Database giant to build out its datacentre presence across the world on the back of growing demand for its cloud infrastructure services

Oracle has set its sights on having 44 datacentre cloud regions up and running across the world by the end of 2022, with the database giant on course to open 14 across Europe, the Middle East, Asia Pacific and Latin America over the coming 12 months.

Within Europe, the firm plans to stand up new regions in Italy, Sweden, France and Spain as part of its ongoing cloud expansion plans, which saw it publicly commit in 2019 to opening one new datacentre region every 23 days.

The company said it also plans to have at least two cloud regions in almost every country where it operates, with the UK among the list of places where Oracle has already met this target.

Clay Magouyrk, executive vice-president of the Oracle Cloud Infrastructure (OCI) unit, said the firm’s datacentre buildout plans are indicative of the rising demand it is seeing from enterprises for cloud-based services.

“Oracle Cloud Infrastructure has seen stellar growth over the past year,” he said. “We’ve introduced several hundred new cloud services and features and are continuing to see organisations from around the world increasingly turn to OCI to run their most mission-critical workloads in the cloud. 

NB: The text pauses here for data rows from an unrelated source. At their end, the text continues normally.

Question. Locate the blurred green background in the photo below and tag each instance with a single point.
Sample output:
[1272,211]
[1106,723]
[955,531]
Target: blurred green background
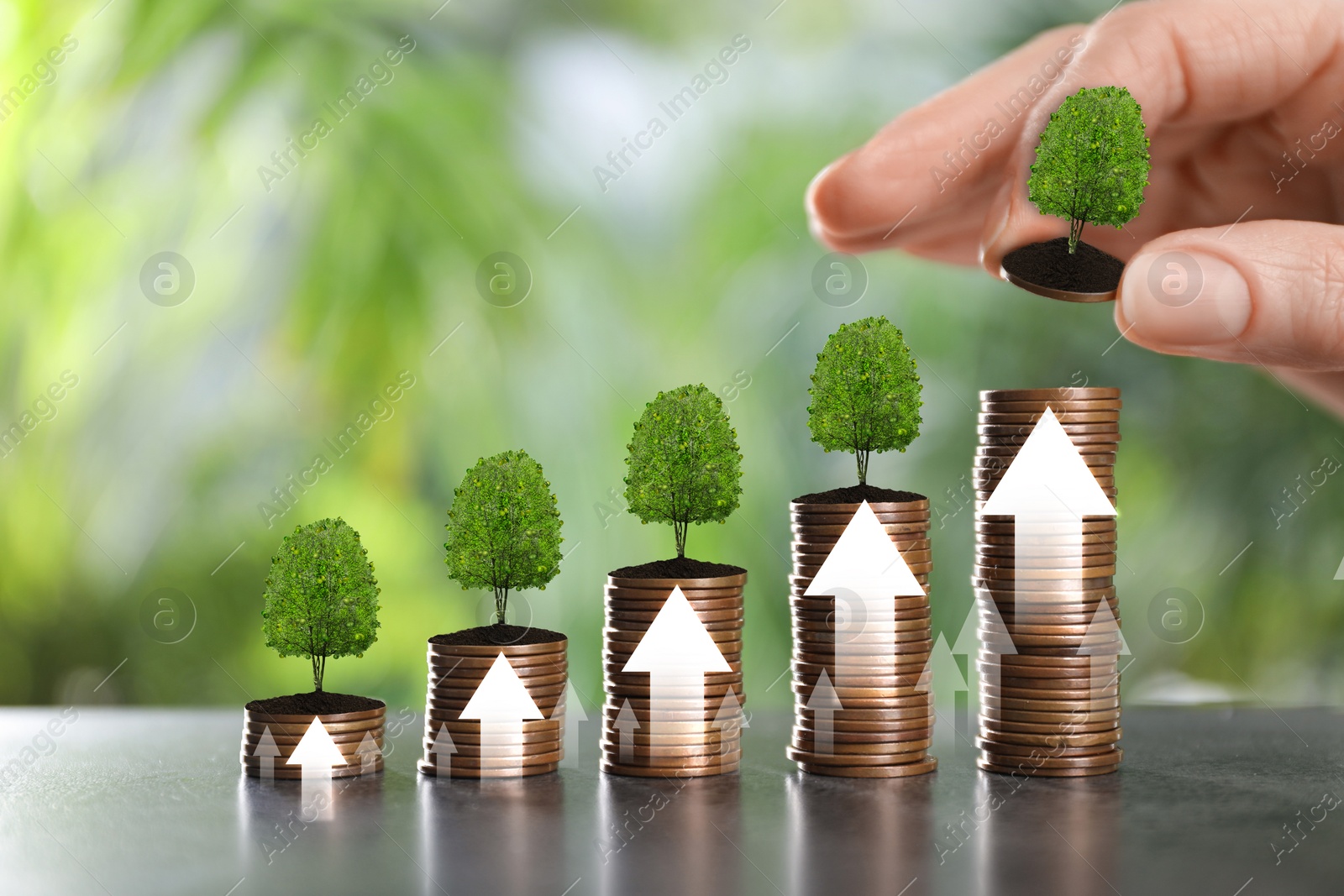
[318,285]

“With the additional cloud regions, even more organisations will be able to use our cloud services to support their growth and overall success.”

As is the case with most of the hyperscale cloud giants, Oracle has vowed to ensure the growth of its datacentre footprint does not come at the expense of the environment by pledging to have all its server farms powered by renewable energy by 2025.

The cloud infrastructure market as a whole is experiencing huge amounts of growth at the moment, with many of its major players attributing this trend to Covid-19 coronavirus pandemic prompting enterprises in almost every industry to pick up the pace of their off-premise migrations.

To this point, market tracking data published by Synergy Research Group in April 2021 revealed that enterprise spending on cloud infrastructure services is now in excess of $39bn globally as organisations look to shutter their datacentres and move more of their workloads to the cloud.

In terms of how it is trying to tap into that trend, Oracle is pursuing a growth strategy that is focused on “meeting customers where they are” by enabling them to deploy its cloud services within their own datacentres or in edge locations, as well as from their own public cloud server farms.